Sometimes this ironical verbiage brings the blood to my face, and I am tempted to seize this cynical banterer by the throat and choke the life out of him. They would kill me afterwards. Still, what would that matter! Would it not be better to end in this way than to spend years and years amid these infernal and infamous surroundings? However, while there is life there is hope, I reflect, and this thought restrains me.
I have scarcely set eyes upon Thomas Roch since the Ebba went away. He shuts himself up in his laboratory and works unceasingly. If he utilizes all the substances placed at his disposition there will be enough to blow up Back Cup and the whole Bermudan archipelago with it!
I cling to the hope that he will never consent to give up the secret of his deflagrator, and that Engineer Serko’s efforts to acquire it will remain futile.
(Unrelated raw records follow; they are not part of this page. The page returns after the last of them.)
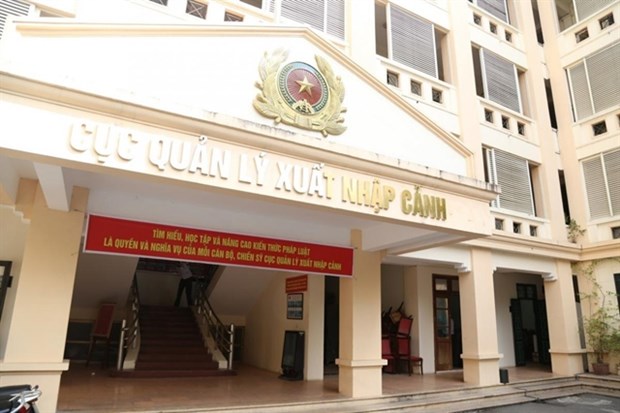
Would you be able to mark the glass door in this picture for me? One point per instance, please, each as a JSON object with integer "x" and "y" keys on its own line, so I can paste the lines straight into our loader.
{"x": 5, "y": 282}
{"x": 447, "y": 322}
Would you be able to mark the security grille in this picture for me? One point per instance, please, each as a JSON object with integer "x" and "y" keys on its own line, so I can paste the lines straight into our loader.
{"x": 11, "y": 8}
{"x": 595, "y": 87}
{"x": 323, "y": 15}
{"x": 586, "y": 8}
{"x": 500, "y": 81}
{"x": 602, "y": 181}
{"x": 512, "y": 174}
{"x": 496, "y": 7}
{"x": 413, "y": 41}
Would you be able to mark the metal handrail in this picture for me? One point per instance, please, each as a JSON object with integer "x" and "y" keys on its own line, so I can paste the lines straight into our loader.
{"x": 129, "y": 334}
{"x": 224, "y": 336}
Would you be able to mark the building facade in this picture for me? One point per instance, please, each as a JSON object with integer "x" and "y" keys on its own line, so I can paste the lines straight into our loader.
{"x": 466, "y": 153}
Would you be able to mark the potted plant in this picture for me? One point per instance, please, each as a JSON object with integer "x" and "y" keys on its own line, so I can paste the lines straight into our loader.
{"x": 602, "y": 325}
{"x": 603, "y": 337}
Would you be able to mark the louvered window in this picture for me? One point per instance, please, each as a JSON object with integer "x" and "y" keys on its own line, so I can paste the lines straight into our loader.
{"x": 512, "y": 174}
{"x": 589, "y": 7}
{"x": 412, "y": 41}
{"x": 495, "y": 7}
{"x": 500, "y": 81}
{"x": 595, "y": 86}
{"x": 602, "y": 180}
{"x": 323, "y": 15}
{"x": 11, "y": 8}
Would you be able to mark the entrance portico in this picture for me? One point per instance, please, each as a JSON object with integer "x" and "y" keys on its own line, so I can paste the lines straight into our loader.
{"x": 174, "y": 162}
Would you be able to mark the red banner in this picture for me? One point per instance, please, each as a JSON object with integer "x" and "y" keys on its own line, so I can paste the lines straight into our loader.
{"x": 297, "y": 284}
{"x": 120, "y": 236}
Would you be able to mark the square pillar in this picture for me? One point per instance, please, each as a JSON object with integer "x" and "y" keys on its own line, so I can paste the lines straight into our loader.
{"x": 35, "y": 341}
{"x": 566, "y": 351}
{"x": 480, "y": 349}
{"x": 359, "y": 359}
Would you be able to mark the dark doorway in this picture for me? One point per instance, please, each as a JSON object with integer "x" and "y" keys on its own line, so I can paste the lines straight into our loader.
{"x": 5, "y": 282}
{"x": 331, "y": 325}
{"x": 447, "y": 321}
{"x": 529, "y": 327}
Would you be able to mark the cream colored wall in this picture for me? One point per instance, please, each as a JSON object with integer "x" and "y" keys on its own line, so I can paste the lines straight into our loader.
{"x": 505, "y": 289}
{"x": 197, "y": 86}
{"x": 101, "y": 279}
{"x": 267, "y": 322}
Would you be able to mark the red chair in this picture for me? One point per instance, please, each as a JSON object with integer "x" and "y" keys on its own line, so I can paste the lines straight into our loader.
{"x": 386, "y": 354}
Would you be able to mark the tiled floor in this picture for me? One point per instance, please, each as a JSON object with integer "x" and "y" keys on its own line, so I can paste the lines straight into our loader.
{"x": 92, "y": 389}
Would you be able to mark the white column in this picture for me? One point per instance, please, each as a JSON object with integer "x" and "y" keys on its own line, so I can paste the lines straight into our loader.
{"x": 360, "y": 360}
{"x": 35, "y": 341}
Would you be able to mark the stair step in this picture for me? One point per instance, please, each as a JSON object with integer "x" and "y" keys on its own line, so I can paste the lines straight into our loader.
{"x": 173, "y": 373}
{"x": 168, "y": 349}
{"x": 176, "y": 365}
{"x": 172, "y": 357}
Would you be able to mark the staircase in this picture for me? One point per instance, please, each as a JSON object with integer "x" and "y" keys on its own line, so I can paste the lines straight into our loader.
{"x": 171, "y": 345}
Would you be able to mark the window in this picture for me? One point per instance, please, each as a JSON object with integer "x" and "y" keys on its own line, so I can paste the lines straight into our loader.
{"x": 594, "y": 87}
{"x": 602, "y": 182}
{"x": 196, "y": 8}
{"x": 617, "y": 282}
{"x": 12, "y": 8}
{"x": 499, "y": 224}
{"x": 231, "y": 17}
{"x": 416, "y": 87}
{"x": 496, "y": 79}
{"x": 488, "y": 115}
{"x": 413, "y": 42}
{"x": 392, "y": 78}
{"x": 497, "y": 8}
{"x": 505, "y": 122}
{"x": 606, "y": 21}
{"x": 599, "y": 128}
{"x": 570, "y": 12}
{"x": 513, "y": 174}
{"x": 582, "y": 35}
{"x": 255, "y": 3}
{"x": 324, "y": 15}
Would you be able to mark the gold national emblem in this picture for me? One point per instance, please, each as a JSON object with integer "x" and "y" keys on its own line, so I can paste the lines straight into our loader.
{"x": 300, "y": 95}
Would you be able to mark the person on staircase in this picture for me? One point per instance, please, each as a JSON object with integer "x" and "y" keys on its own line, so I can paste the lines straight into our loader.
{"x": 185, "y": 283}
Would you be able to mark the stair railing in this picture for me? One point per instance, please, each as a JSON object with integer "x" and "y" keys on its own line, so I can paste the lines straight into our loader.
{"x": 129, "y": 334}
{"x": 224, "y": 336}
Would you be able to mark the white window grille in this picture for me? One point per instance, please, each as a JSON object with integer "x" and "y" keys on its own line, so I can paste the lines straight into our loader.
{"x": 594, "y": 86}
{"x": 11, "y": 8}
{"x": 602, "y": 181}
{"x": 512, "y": 174}
{"x": 497, "y": 8}
{"x": 324, "y": 15}
{"x": 412, "y": 41}
{"x": 500, "y": 80}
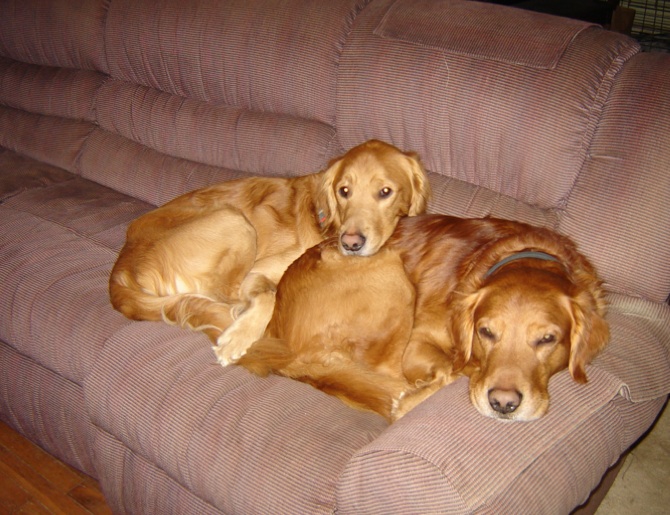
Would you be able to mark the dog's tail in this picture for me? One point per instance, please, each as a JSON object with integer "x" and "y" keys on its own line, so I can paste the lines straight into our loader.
{"x": 355, "y": 385}
{"x": 267, "y": 355}
{"x": 190, "y": 310}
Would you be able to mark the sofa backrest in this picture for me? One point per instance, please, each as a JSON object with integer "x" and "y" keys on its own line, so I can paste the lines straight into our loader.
{"x": 525, "y": 116}
{"x": 170, "y": 96}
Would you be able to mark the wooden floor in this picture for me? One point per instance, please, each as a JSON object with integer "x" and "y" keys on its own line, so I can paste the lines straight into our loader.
{"x": 34, "y": 482}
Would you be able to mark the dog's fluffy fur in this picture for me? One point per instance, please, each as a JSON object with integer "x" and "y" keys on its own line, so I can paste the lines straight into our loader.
{"x": 211, "y": 259}
{"x": 386, "y": 332}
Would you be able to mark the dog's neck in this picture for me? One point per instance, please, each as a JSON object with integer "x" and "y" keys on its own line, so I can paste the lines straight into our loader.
{"x": 528, "y": 254}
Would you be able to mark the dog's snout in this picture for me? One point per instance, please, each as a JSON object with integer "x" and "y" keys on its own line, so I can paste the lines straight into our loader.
{"x": 504, "y": 401}
{"x": 352, "y": 242}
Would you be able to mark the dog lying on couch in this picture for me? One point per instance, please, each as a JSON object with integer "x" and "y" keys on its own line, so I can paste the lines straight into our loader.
{"x": 503, "y": 302}
{"x": 210, "y": 259}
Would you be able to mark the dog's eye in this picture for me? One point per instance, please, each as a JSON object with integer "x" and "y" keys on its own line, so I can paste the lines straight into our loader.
{"x": 385, "y": 192}
{"x": 547, "y": 338}
{"x": 485, "y": 332}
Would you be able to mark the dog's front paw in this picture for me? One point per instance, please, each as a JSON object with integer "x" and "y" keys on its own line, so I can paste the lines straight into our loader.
{"x": 233, "y": 344}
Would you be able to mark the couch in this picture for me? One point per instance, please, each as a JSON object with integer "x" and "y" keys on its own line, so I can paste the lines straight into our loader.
{"x": 109, "y": 108}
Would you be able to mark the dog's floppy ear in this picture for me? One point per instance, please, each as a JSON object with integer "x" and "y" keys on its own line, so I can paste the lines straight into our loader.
{"x": 326, "y": 202}
{"x": 421, "y": 191}
{"x": 590, "y": 333}
{"x": 462, "y": 327}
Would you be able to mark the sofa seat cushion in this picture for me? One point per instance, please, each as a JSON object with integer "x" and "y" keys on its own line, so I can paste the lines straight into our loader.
{"x": 475, "y": 464}
{"x": 20, "y": 174}
{"x": 241, "y": 443}
{"x": 57, "y": 246}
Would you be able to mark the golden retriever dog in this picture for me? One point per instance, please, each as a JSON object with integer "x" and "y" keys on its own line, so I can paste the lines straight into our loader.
{"x": 210, "y": 260}
{"x": 503, "y": 302}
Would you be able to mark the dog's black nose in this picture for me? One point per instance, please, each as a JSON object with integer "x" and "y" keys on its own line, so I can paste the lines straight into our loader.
{"x": 352, "y": 242}
{"x": 504, "y": 401}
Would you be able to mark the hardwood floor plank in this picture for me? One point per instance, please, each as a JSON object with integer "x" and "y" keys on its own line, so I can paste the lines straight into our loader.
{"x": 37, "y": 486}
{"x": 57, "y": 473}
{"x": 12, "y": 496}
{"x": 33, "y": 508}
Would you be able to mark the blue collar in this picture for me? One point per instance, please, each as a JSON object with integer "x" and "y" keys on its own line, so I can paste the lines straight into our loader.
{"x": 520, "y": 255}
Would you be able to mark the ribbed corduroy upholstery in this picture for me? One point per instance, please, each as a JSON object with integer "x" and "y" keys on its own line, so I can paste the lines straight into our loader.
{"x": 111, "y": 107}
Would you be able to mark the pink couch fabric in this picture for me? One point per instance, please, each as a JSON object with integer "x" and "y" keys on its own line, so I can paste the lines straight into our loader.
{"x": 111, "y": 107}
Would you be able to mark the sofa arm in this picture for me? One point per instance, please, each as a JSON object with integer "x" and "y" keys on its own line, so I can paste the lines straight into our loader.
{"x": 444, "y": 456}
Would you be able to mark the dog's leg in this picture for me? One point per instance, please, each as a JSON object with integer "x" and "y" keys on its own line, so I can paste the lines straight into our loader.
{"x": 412, "y": 397}
{"x": 257, "y": 294}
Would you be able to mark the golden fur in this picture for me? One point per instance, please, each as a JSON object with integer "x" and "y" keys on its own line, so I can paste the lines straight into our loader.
{"x": 210, "y": 259}
{"x": 386, "y": 332}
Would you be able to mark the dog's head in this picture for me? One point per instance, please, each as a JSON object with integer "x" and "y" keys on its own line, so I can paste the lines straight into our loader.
{"x": 366, "y": 192}
{"x": 524, "y": 322}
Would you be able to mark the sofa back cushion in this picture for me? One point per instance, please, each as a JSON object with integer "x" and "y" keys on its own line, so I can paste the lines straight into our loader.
{"x": 470, "y": 98}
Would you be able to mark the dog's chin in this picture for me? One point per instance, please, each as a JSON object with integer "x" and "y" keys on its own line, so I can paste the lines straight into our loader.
{"x": 522, "y": 414}
{"x": 365, "y": 251}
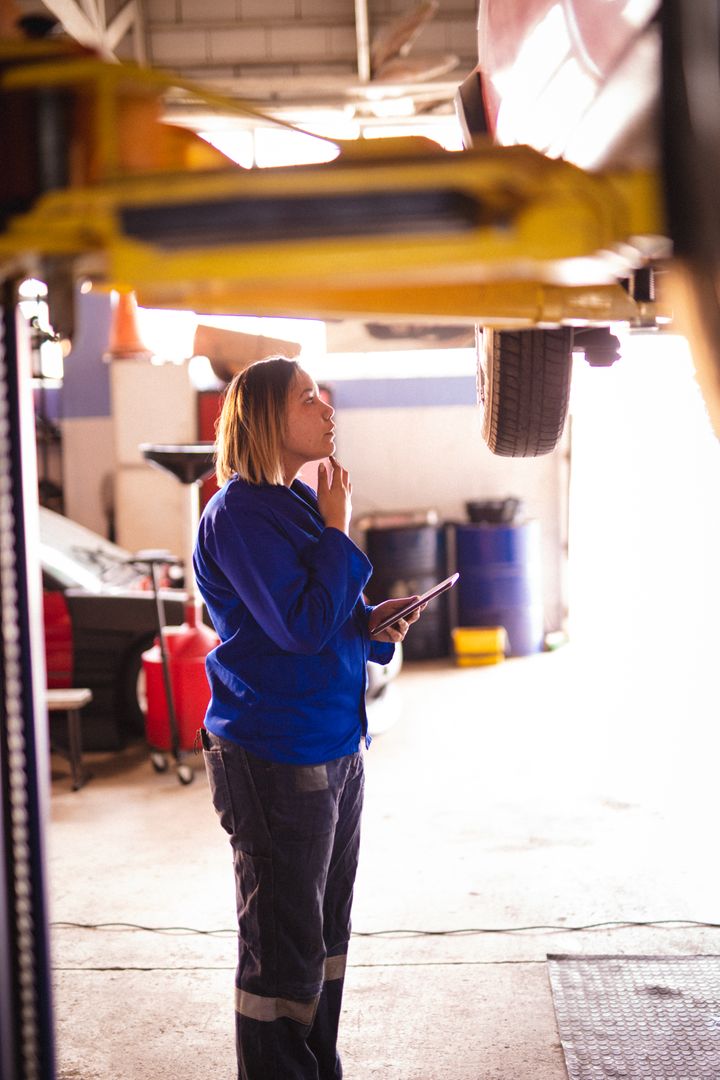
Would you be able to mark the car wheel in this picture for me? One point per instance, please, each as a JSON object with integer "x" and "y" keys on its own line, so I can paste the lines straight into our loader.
{"x": 133, "y": 692}
{"x": 524, "y": 387}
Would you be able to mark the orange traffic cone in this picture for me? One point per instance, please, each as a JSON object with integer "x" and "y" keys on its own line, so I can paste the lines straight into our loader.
{"x": 125, "y": 341}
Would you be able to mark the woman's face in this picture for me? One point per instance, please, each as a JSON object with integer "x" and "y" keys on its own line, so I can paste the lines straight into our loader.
{"x": 309, "y": 428}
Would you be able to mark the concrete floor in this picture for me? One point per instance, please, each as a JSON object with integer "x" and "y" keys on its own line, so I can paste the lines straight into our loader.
{"x": 565, "y": 788}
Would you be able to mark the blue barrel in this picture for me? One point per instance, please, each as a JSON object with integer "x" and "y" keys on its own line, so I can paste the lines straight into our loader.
{"x": 501, "y": 582}
{"x": 409, "y": 559}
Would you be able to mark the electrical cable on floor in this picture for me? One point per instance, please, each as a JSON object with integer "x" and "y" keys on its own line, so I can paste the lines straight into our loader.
{"x": 470, "y": 931}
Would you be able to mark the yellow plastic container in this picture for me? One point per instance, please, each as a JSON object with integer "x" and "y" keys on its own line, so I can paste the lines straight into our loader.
{"x": 477, "y": 646}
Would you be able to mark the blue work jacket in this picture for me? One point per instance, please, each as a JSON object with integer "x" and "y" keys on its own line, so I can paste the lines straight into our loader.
{"x": 288, "y": 678}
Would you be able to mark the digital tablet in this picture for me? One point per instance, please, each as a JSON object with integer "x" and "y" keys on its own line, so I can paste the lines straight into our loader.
{"x": 431, "y": 594}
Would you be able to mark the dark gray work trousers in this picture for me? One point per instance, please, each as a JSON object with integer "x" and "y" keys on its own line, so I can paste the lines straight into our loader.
{"x": 295, "y": 836}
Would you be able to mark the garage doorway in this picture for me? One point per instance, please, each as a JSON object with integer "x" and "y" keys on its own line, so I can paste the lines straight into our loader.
{"x": 644, "y": 505}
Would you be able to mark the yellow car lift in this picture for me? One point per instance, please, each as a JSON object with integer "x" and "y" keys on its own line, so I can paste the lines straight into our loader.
{"x": 396, "y": 228}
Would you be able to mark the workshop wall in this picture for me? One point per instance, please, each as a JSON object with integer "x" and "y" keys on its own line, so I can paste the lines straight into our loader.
{"x": 89, "y": 461}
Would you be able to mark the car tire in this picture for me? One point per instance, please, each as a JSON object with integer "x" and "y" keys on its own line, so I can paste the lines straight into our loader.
{"x": 524, "y": 388}
{"x": 132, "y": 693}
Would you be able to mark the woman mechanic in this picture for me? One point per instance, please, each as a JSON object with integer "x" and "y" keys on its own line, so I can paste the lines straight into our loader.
{"x": 283, "y": 734}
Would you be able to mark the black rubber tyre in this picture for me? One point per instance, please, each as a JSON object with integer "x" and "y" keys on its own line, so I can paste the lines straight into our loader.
{"x": 524, "y": 386}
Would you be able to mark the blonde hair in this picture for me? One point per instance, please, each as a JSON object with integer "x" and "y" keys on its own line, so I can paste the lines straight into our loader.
{"x": 249, "y": 431}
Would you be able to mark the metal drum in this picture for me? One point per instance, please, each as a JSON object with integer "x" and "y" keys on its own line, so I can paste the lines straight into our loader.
{"x": 501, "y": 582}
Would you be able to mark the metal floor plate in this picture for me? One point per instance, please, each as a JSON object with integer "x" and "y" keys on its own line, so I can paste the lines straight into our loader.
{"x": 638, "y": 1017}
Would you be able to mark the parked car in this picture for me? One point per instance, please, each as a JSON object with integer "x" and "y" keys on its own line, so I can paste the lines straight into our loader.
{"x": 99, "y": 618}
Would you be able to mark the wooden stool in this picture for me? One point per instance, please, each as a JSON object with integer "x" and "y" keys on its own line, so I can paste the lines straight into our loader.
{"x": 71, "y": 701}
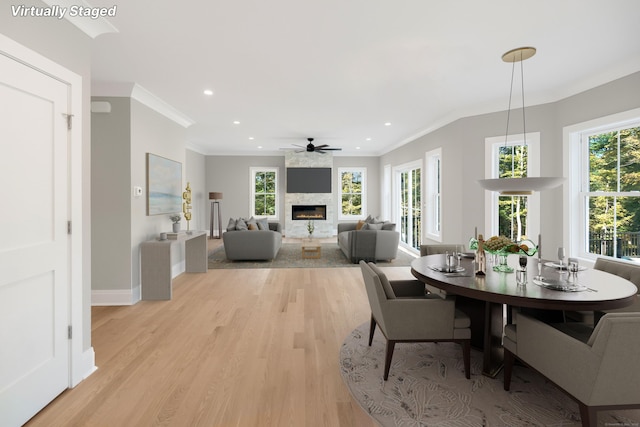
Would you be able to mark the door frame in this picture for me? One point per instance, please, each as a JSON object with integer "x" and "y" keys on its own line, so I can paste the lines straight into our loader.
{"x": 81, "y": 359}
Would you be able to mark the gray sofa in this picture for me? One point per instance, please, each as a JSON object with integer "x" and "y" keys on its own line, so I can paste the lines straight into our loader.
{"x": 368, "y": 245}
{"x": 248, "y": 245}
September 3.—To-day I have been able to witness with my own eyes the power of Roch’s explosive, and also the manner in which the fulgurator is employed.
During the morning the men began to pierce the passage through the wall of the cavern at the spot fixed upon by Engineer Serko, who superintended the work in person. The work began at the base, where the rock is as hard as granite. To have continued it with pickaxes would have entailed long and arduous labor, inasmuch as the wall at this place is not less than from twenty to thirty yards in thickness, but thanks to Roch’s fulgurator the passage will be completed easily and rapidly.
I may well be astonished at what I have seen. The pickaxes hardly made any impression on the rock, but its disaggregation was effected with really remarkable facility by means of the fulgurator.
A few grains of this explosive shattered the rocky mass and reduced it to almost impalpable powder that one’s breath could disperse as easily as vapor. The explosion produced an excavation measuring fully a cubic yard. It was accompanied by a sharp detonation that may be compared to the report of a cannon.
The first charge used, although a very small one, a mere pinch, blew the men in every direction, and two of them were seriously injured. Engineer Serko himself was projected several yards, and sustained some rather severe contusions.
Here is how this substance, whose bursting force surpasses anything hitherto conceived, is employed.
A small hole about an inch and a half in length is pierced obliquely in the rock. A few grains of the explosive are then inserted, but no wad is used.
Then Thomas Roch steps forward. In his hand is a little glass phial containing a bluish, oily liquid that congeals almost as soon as it comes in contact with the air. He pours one drop on the entrance of the hole, and draws back, but not with undue haste. It takes a certain time—about thirty-five seconds, I reckon—before the combination of the fulgurator and deflagrator is effected. But when the explosion does take place its power of disaggregation is such—I repeat—that it may be regarded as unlimited. It is at any rate a thousand times superior to that of any known explosive.